Relations between Meteorology and Ozone in the Lake Michigan Region

Abstract
The field program phase of the Lake Michigan Ozone Study (LMOS) took place during the summer of 1991. Observed ozone concentrations and weather variables have been analyzed for the Lake Michigan region and the eastern United States for four 1991 LMOS ozone episodes covering 21 days. It is found that all LMOS episodes are associated with large polluted regions with dimensions of 1000–2000 km, located on the western side of high pressure systems centered over the eastern United States.
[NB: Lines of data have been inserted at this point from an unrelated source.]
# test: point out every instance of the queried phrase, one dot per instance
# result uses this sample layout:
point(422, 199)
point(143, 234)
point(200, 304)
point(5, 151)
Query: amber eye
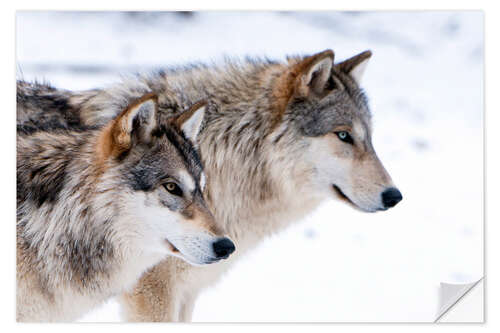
point(345, 136)
point(173, 188)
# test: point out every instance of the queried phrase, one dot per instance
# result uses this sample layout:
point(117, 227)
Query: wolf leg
point(186, 309)
point(154, 298)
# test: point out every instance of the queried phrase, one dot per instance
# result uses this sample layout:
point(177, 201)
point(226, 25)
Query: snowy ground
point(425, 84)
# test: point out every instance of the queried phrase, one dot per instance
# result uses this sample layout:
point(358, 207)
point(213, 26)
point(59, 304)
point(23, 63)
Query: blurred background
point(425, 86)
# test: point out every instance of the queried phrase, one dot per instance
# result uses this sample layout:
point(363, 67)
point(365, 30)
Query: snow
point(425, 84)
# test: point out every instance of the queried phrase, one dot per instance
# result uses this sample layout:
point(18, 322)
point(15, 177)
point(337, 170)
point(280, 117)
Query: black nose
point(223, 248)
point(391, 197)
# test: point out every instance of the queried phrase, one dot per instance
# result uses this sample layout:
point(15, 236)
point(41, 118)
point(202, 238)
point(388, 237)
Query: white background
point(491, 159)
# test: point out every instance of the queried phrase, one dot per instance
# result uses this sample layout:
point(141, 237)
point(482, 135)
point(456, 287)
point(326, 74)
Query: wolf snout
point(391, 197)
point(223, 248)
Consequently, the air coming into the LMOS region contains significant amounts of ozone, haze, and other pollutants advected along trajectories with anticyclonic curvature originating in upwind source regions from St. Louis, through the Ohio River valley, and into the northeast megalopolis. The local sources in the Gary-Chicago-Milwaukee region then add to this already polluted air mass, where concentrations are influenced by the strong stability of the boundary layer over Lake Michigan and the associated lake-land-breeze circulations. However, the magnitudes of ozone concentrations in the LMOS region are often quickly and significantly reduced by rain and by fronts, which are present in some portion of the domain during nearly all of the days that were studied. The portion of the urban ozone plume that is not influenced by rain and fronts is observed to be advected into rural areas at downwind distances of 100–200 km or more from Chicago, and often has concentrations higher than those in Chicago. Whether maximum concentrations are located on the western or the eastern shoreline of Lake Michigan depends on whether winds have an easterly or westerly component.